What is a county land bank?
“County land bank” is the informal name for a land reutilization corporation established under sections 1724 and 5722 of the Ohio Revised Code. County land banks are quasi-governmental organizations with the public purpose of reclaiming, rehabilitating and reutilizing economically non-productive land.
What does a county land bank do?
County land banks allow communities to recover from the foreclosure crisis. County land banks facilitate the return of vacant, abandoned and tax-foreclosed properties to productive economic use. County land banks take ownership of properties and clear title, assemble parcels for development, and manage properties until redevelopment can begin. This process may take months or, more likely, years.
How does a county land bank acquire property?
County land banks acquire property in a number of ways. The expedited tax foreclosure process allows the direct transfer of tax-foreclosed properties to county land banks. Lending institutions (including Fannie Mae) transfer low-value properties to the county land bank, sometimes providing funds for demolition. The Department of Housing and Urban Development transfers low-value properties to county land banks.
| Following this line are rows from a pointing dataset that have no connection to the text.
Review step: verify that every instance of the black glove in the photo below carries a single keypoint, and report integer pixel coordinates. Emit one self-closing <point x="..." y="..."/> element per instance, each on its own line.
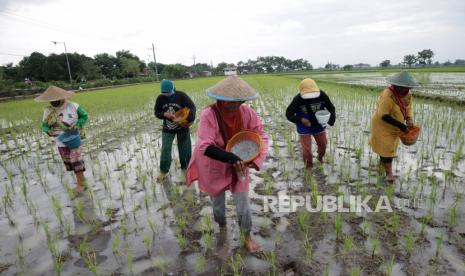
<point x="388" y="119"/>
<point x="221" y="155"/>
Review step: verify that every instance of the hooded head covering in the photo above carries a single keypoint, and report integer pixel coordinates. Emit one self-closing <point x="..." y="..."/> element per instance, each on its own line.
<point x="232" y="88"/>
<point x="403" y="79"/>
<point x="167" y="87"/>
<point x="309" y="89"/>
<point x="53" y="93"/>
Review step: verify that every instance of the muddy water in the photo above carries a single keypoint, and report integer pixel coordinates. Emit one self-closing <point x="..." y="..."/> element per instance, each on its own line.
<point x="127" y="222"/>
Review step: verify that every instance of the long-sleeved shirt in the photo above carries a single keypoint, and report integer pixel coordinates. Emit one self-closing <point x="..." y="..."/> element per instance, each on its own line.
<point x="172" y="103"/>
<point x="305" y="108"/>
<point x="69" y="114"/>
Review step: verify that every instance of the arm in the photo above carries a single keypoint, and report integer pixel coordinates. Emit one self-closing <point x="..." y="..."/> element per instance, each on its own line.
<point x="158" y="111"/>
<point x="82" y="117"/>
<point x="330" y="107"/>
<point x="255" y="124"/>
<point x="190" y="104"/>
<point x="292" y="110"/>
<point x="388" y="119"/>
<point x="45" y="127"/>
<point x="219" y="154"/>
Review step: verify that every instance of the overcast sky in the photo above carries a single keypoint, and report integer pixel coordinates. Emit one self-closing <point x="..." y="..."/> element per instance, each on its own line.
<point x="342" y="32"/>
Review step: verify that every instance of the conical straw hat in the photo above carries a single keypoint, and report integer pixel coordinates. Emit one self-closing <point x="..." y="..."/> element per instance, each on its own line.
<point x="54" y="93"/>
<point x="232" y="88"/>
<point x="403" y="79"/>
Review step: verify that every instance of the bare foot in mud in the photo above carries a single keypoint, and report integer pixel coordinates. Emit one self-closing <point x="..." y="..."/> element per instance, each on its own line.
<point x="251" y="245"/>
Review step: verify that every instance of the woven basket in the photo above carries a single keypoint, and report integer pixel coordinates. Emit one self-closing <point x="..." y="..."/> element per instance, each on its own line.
<point x="411" y="136"/>
<point x="246" y="135"/>
<point x="181" y="116"/>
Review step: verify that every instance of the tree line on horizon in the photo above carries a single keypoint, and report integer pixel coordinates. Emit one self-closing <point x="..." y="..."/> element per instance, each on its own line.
<point x="124" y="65"/>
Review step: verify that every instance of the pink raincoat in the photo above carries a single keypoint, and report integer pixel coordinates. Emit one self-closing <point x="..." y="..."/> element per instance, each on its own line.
<point x="215" y="176"/>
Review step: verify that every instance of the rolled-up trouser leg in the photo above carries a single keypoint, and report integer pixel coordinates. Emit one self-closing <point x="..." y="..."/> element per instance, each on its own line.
<point x="184" y="148"/>
<point x="244" y="218"/>
<point x="219" y="209"/>
<point x="306" y="146"/>
<point x="321" y="142"/>
<point x="166" y="145"/>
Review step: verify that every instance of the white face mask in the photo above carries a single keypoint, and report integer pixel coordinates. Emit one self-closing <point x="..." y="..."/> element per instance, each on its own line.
<point x="311" y="95"/>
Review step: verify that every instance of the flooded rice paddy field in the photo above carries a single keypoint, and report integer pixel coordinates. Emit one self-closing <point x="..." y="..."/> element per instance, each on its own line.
<point x="436" y="84"/>
<point x="128" y="223"/>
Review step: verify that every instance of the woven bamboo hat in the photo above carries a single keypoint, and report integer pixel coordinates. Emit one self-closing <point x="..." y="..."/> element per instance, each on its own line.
<point x="309" y="89"/>
<point x="232" y="88"/>
<point x="403" y="79"/>
<point x="54" y="93"/>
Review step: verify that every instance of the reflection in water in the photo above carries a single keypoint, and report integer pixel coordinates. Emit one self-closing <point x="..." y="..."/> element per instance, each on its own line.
<point x="89" y="239"/>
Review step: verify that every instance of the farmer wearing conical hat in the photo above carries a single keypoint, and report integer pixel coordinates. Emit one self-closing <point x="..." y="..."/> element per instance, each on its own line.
<point x="167" y="104"/>
<point x="301" y="111"/>
<point x="393" y="114"/>
<point x="215" y="168"/>
<point x="63" y="119"/>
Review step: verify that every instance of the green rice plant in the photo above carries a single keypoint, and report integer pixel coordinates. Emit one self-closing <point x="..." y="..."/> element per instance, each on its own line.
<point x="438" y="247"/>
<point x="236" y="263"/>
<point x="57" y="209"/>
<point x="200" y="262"/>
<point x="394" y="221"/>
<point x="161" y="264"/>
<point x="302" y="217"/>
<point x="90" y="259"/>
<point x="129" y="259"/>
<point x="348" y="244"/>
<point x="326" y="272"/>
<point x="182" y="240"/>
<point x="148" y="242"/>
<point x="338" y="226"/>
<point x="374" y="246"/>
<point x="409" y="244"/>
<point x="307" y="246"/>
<point x="271" y="259"/>
<point x="115" y="244"/>
<point x="152" y="225"/>
<point x="389" y="266"/>
<point x="355" y="271"/>
<point x="452" y="216"/>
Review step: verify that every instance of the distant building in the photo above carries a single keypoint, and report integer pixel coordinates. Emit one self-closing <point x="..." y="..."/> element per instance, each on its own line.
<point x="230" y="71"/>
<point x="361" y="66"/>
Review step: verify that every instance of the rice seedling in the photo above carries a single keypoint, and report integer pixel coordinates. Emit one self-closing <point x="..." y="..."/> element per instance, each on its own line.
<point x="348" y="244"/>
<point x="200" y="262"/>
<point x="307" y="246"/>
<point x="389" y="266"/>
<point x="235" y="263"/>
<point x="338" y="225"/>
<point x="374" y="246"/>
<point x="438" y="246"/>
<point x="355" y="271"/>
<point x="271" y="259"/>
<point x="409" y="243"/>
<point x="129" y="259"/>
<point x="115" y="244"/>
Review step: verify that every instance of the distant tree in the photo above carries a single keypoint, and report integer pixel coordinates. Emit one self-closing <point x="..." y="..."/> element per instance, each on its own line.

Private individuals and probate estates no longer wanting the burden of owning worthless properties transfer land to the county land bank.
How is a county land bank established?
A county land bank is established by a two-part process: the board of county commissioners passes a resolution authorizing the formation of a land bank, then the county treasurer files articles of incorporation with the Ohio Secretary of State. After incorporation, county commissioners approve the corporation’s operating documents. After this approval, the county land bank board of directors operates the county land bank.
Who controls a county land bank?
County land banks are not part of county government. Instead, county land banks are independent corporations governed by a board of directors comprised of county, municipal and township leaders. The board of directors of a county land bank, per statute, must include at least two county commissioners and the county treasurer (or their equivalents under county charters), a representative of the largest municipality in the county, and a township representative. Up to four additional members can be included on the county land bank board.
How is a county land bank funded?
The county commissioners can elect to increase the county’s delinquent tax and assessment collection (DTAC) fund to provide county land banks with operating income. The county treasurer may make special advances of late payments of first half taxes and/or newly delinquent taxes with the associated penalties and interest allocated to the land bank. The county can authorize the use of tax delinquency anticipation notes (DTANS) to fund the county land bank. Additionally, the county land bank can borrow money, receive money through land sales, and obtain funds as a state or federal grant applicant or co-applicant.
What are the benefits of county land banking?
County land banking helps communities stabilize the property tax base. County land banking greatly reduces “flipping” of low value properties and the economic and social damage caused by the repeated transfers of the same low value properties. County land banking allows communities to stabilize their housing base by eliminating blight and removing uninhabitable or functionally obsolete housing from the marketplace. County land banking allows for the orderly redevelopment of communities. In short, county land banking allows communities to recover from the foreclosure crisis.